Oireachtas Joint and Select Committees

Wednesday, 19 June 2019

Joint Oireachtas Committee on Climate Action

Climate Action Plan: Minister for Communications, Climate Action and Environment

Photo of Richard BrutonRichard Bruton (Dublin Bay North, Fine Gael) | Oireachtas source

It has to grow to scale. Enterprise Ireland companies have grown to scale. They start as high potential start-ups. Enterprise Ireland puts in its own capital and attracts venture capital. There is a very good model for developing technologies, for which I have been responsible, and I do not see anything better in any of the countries to which I go. Where a state decides to do it, it creates rigidity that is hard to replicate. Bord na Móna is an exception because of its long history, but it is looking for technologies to adopt. It is a State company that is diversifying and looking for new technologies. We should not say the State is going to go into a new wheeze we have identified. Let it emerge in the usual way. The price of electricity offered to microgenerators or community renewable electricity support schemes in an auction will have to be decided over time. It is not set at this time but will have to evolve.

It will be a challenge to be carbon neutral by 2050, but if we start to make the changes required and evolve the technologies, it is possible. The Department of Public Expenditure and Reform which is not the most radical in this area states the price of a tonne of carbon in 2050 will be $265. If we factor in this figure to some of what we are doing today, we can see what a radical change it will represent.
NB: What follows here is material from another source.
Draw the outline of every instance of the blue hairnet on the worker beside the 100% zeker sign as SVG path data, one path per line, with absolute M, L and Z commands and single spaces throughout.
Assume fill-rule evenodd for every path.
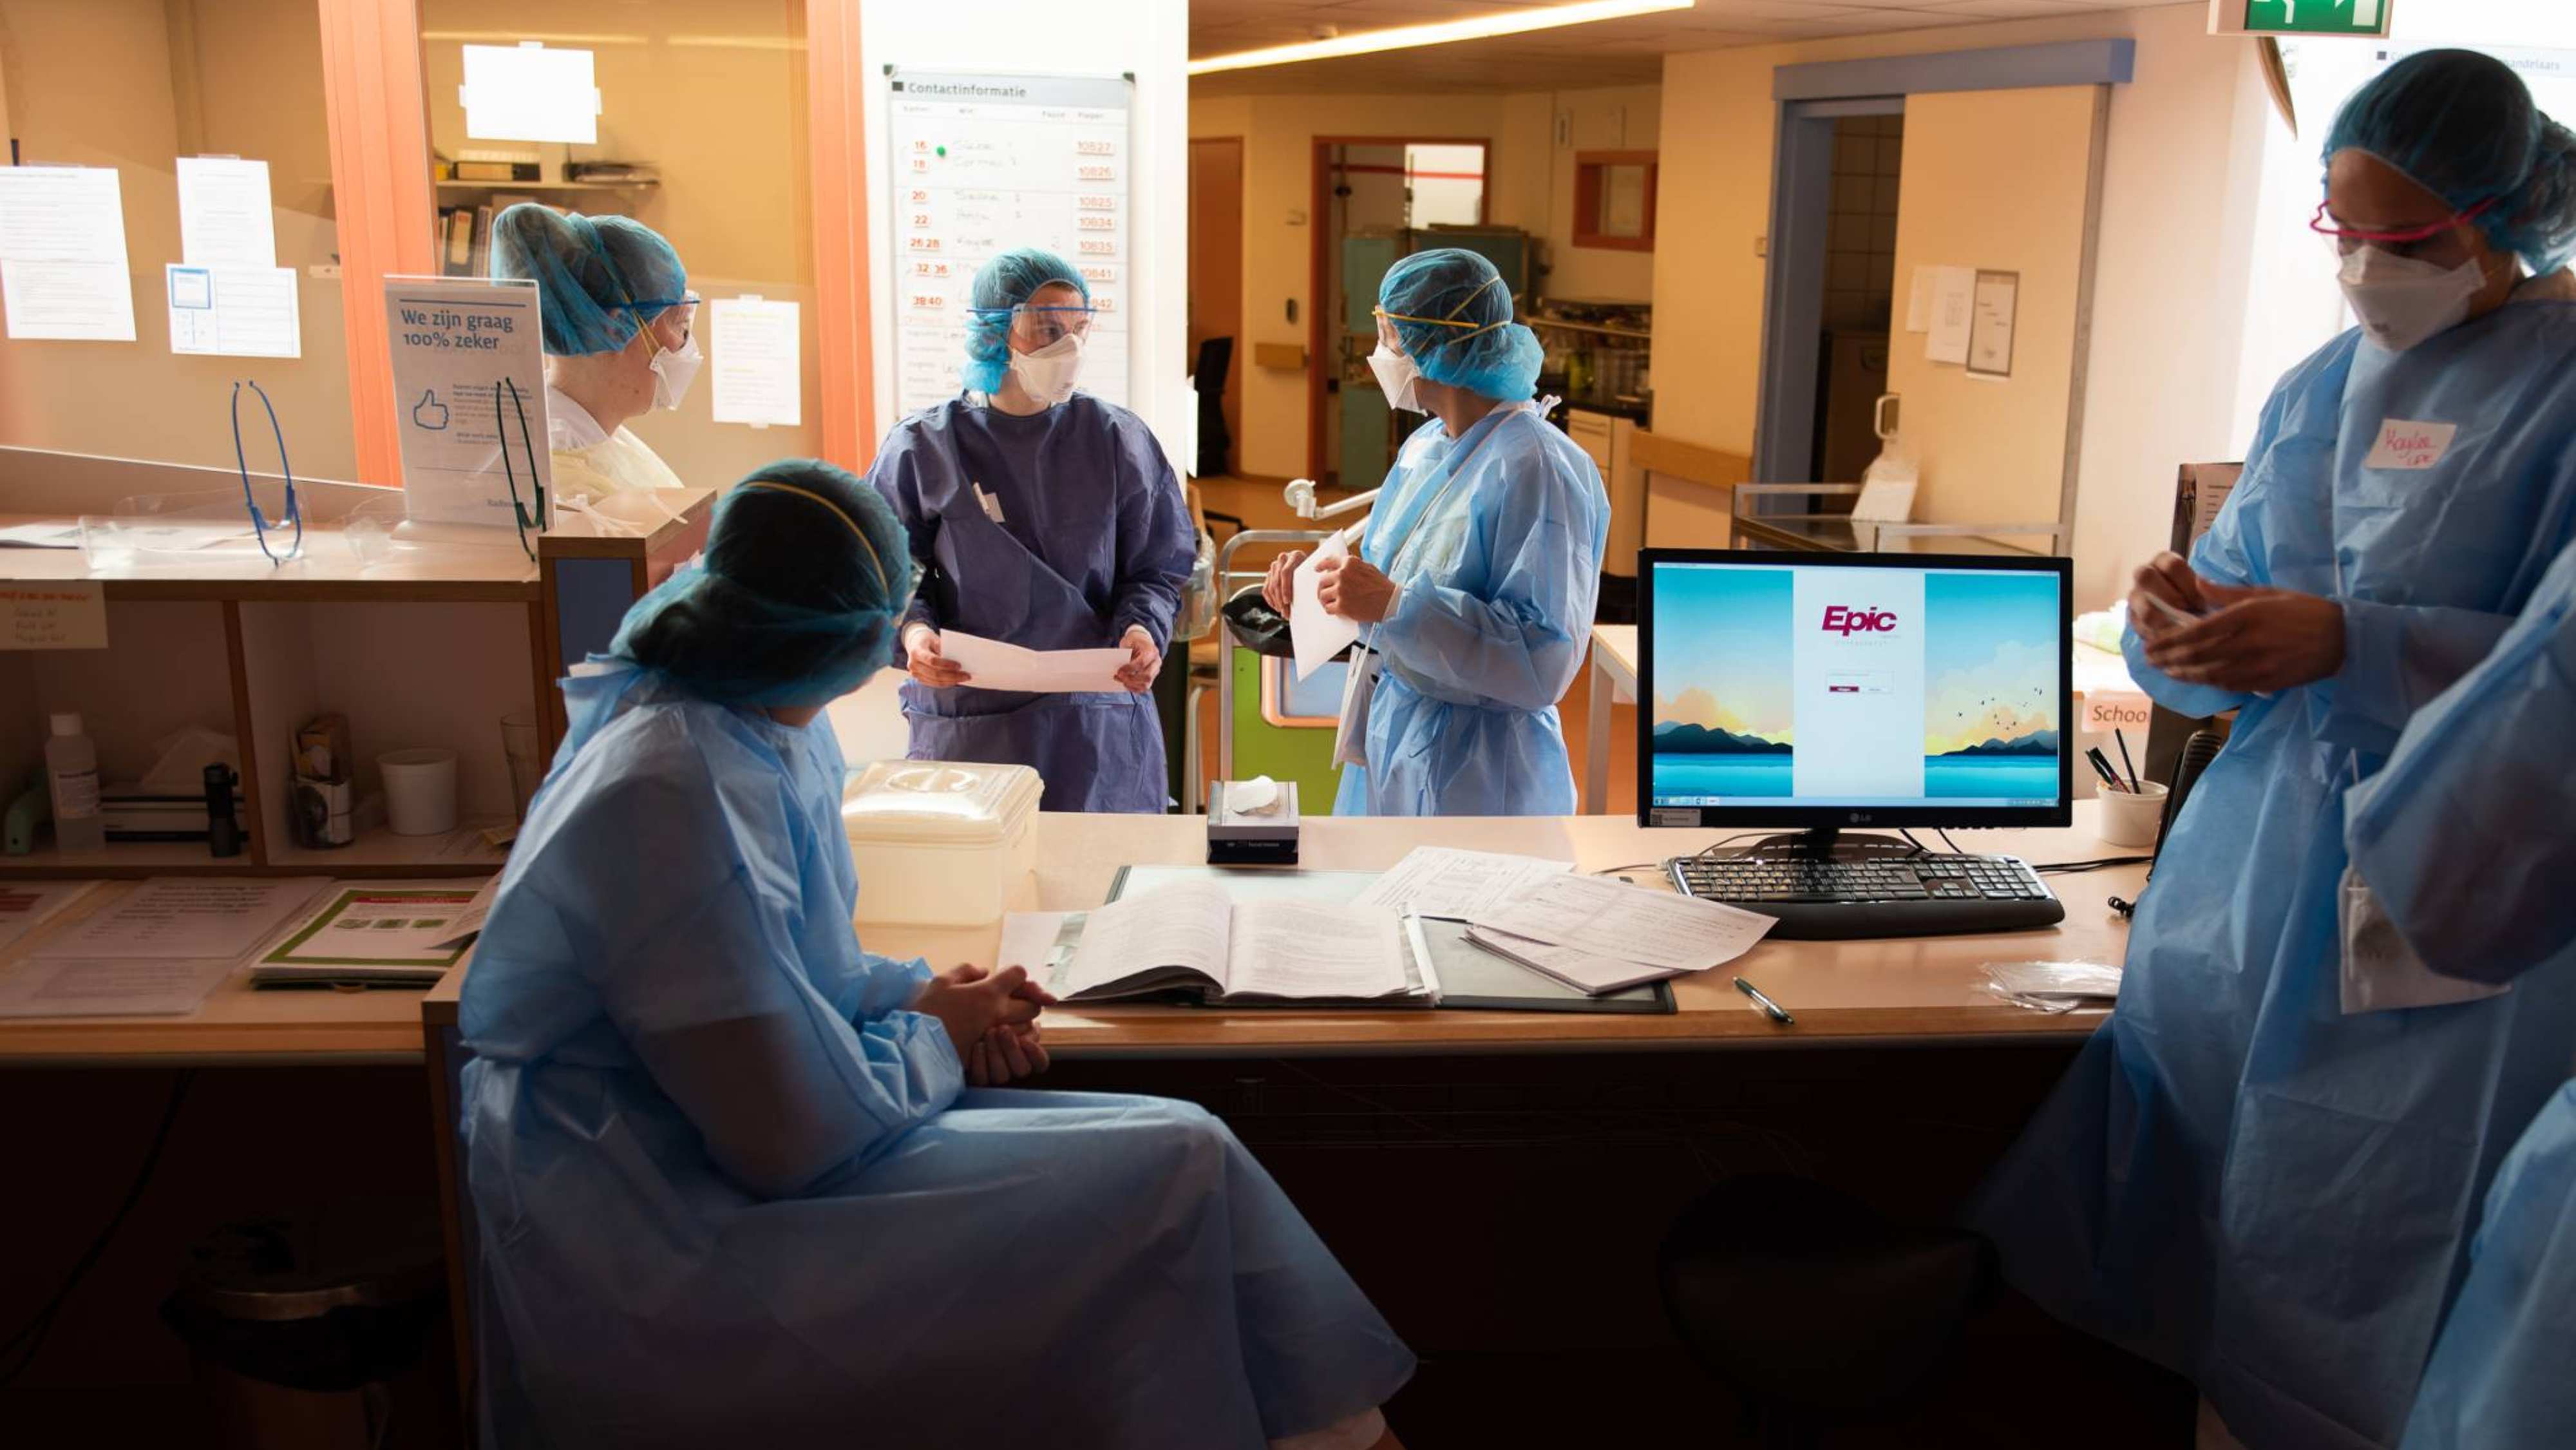
M 688 296 L 680 252 L 652 227 L 533 201 L 492 221 L 492 276 L 536 283 L 546 350 L 556 358 L 616 353 Z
Things will change rapidly and we have to be ahead of it.

I accept that rural transport is an issue. It is recognised in the report, but, as Senator Mulherin said, we will not have trains running up every boreen. We have to come up with innovative solutions, whether they be shared services, pooling or other innovative ways, to do it. We need to explore them collectively.
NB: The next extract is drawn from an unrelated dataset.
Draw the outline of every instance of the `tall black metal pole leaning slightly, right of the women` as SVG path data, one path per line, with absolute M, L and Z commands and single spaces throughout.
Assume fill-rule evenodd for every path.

The 200 diesel buses were purchased, but I assure the committee that they are low emissions diesel buses and replacing vehicles that are far worse. They were bought as part of a previous procurement framework. A new procurement framework will be put in place on 1 July and there will be no more diesel buses purchased. That will be the policy from here on.

Job opportunities in the regions will continue to present a huge challenge. That is why I am a big advocate of the national broadband plan. I do not want to ask members whether they are, but we need to do things like this. We need to have regional enterprise strategies and hubs that will look at emerging technologies, as Deputy Martin Kenny said, that we will need to try to develop using our own resources. I accept that we can do better in this area, but we have some of the infrastructure required on which to build.